When HTT contacted ME's Board, they suggested Jay help out, calling it a "vacation" of sorts for her. "I've never been one to take regular vacations - haven't been on one in 10 years," she said with a laugh. "But I liked what HTT was doing and I knew I could help."
With Jay, HTT is focused on IT certifications and is able to incorporate virtual instruction, interactive simulations, online and real-world problem-solving challenges, and collaborations between learners and instructors.

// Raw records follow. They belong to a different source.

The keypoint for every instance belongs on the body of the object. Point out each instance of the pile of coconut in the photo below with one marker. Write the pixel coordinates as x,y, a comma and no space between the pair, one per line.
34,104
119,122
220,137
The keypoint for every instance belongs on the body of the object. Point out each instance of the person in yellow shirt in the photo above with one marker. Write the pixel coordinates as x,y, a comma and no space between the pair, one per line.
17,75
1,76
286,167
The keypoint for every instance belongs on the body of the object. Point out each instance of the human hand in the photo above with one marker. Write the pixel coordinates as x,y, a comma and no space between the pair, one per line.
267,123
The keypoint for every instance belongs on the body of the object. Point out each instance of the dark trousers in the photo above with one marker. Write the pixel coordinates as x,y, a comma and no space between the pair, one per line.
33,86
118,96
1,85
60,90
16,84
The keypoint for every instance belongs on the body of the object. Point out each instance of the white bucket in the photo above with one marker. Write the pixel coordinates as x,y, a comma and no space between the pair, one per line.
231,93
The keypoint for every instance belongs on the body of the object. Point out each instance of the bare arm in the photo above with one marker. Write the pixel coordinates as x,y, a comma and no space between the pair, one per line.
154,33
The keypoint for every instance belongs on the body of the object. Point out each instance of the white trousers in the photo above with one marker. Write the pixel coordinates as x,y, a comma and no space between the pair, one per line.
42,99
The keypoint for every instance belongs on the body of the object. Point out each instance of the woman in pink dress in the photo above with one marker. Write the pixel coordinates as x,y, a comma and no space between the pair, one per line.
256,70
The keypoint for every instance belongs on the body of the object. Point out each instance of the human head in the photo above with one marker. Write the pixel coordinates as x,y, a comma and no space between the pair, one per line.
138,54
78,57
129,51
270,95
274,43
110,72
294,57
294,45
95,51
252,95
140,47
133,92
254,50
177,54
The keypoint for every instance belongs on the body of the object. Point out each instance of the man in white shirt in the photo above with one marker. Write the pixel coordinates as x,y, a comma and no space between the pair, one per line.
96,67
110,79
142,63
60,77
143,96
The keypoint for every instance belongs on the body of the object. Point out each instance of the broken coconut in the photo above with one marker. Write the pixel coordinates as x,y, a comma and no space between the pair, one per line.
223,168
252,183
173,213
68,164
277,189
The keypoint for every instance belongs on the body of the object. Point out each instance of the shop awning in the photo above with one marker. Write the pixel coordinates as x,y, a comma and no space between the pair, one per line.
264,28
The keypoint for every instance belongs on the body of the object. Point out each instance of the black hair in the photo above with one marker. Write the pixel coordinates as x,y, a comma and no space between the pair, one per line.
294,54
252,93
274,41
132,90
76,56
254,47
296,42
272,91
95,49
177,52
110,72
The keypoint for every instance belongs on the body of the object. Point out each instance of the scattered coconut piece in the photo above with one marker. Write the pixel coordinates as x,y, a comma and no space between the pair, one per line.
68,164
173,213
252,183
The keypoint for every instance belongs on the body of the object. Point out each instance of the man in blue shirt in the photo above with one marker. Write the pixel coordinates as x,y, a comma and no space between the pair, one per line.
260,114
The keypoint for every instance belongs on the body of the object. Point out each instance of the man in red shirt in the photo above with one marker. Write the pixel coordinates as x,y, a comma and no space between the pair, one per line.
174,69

In September of 2014, HTT began an eight-week pilot program focused on earning certifications for CompTIA: A+, Network+ and Security+. They have had great success, and Jay is understandably proud. "Our first cohort started with 18 students - three had to drop out, but the other 15 earned all three certifications," she said. "Even better, several of them found employment in IT during the most difficult time of the year, December and January."
One student, Roderick DeBrew, told how HTT helped him earn his certs and land an IT position: "Since December 12, 2014, I've been a contractor for the Department of Defense, in a cleared position as a NOC engineer. Every day I'm learning new techniques, processes and operational methods as it applies to Information Security and Data Centers."
Success for students
A second cohort began in January and is showing great promise as well. In just five weeks, 20 of 25 students earned CompTIA's A+ certification, and two earned Network+. Two other students earned TestOut Corporation's PC Pro and one earned TestOut's Network Pro.
Jay attributes HTT's success to assessments that help students identify skill sets and interests. She also channels her mom by firmly telling students that, "No is not an option!" Jay said some students struggle and want to quit, but she does her level best to keep them engaged. "I know this program works," she said. "If they put their time in, and sacrifice for a very short period of their lives, they will be successful and the sky is the limit."
One of the components HTT uses to help students prepare for certification exams is TestOut Corporation's LabSim Certification Training. "We use the trouble-shooting component scenarios for students to give them real-life on-the-job experience: Say they are moving an office and need to set up computers. Students just log in and do the lab; it shows what they can do," Jay said. "LabSim is a phenomenal experience for students."
HTT will continue its program through September and is hoping to market it more widely to students and the community. As DeBrew says, "The IT field is huge! I'm a product of the Hybrid Training classes. It's a birthplace for a new opportunity to build a rewarding career in the IT industry."
Surprisingly, for a woman who pushes IT cert training, Jay doesn't have any certifications. "I kind of designed my own job candidate certification," she said. "It took years to perfect it."
Jay is a deeply religious woman who credits all her successes to her best friend, Emmanuel (God with us), and she feels an obligation to do as much good as she can. Her motivation in utilizing IT training is to make a difference in people's lives. "I really get excited when I put something IT-based out there," she said with a wide smile, "and it helps turn someone's life around."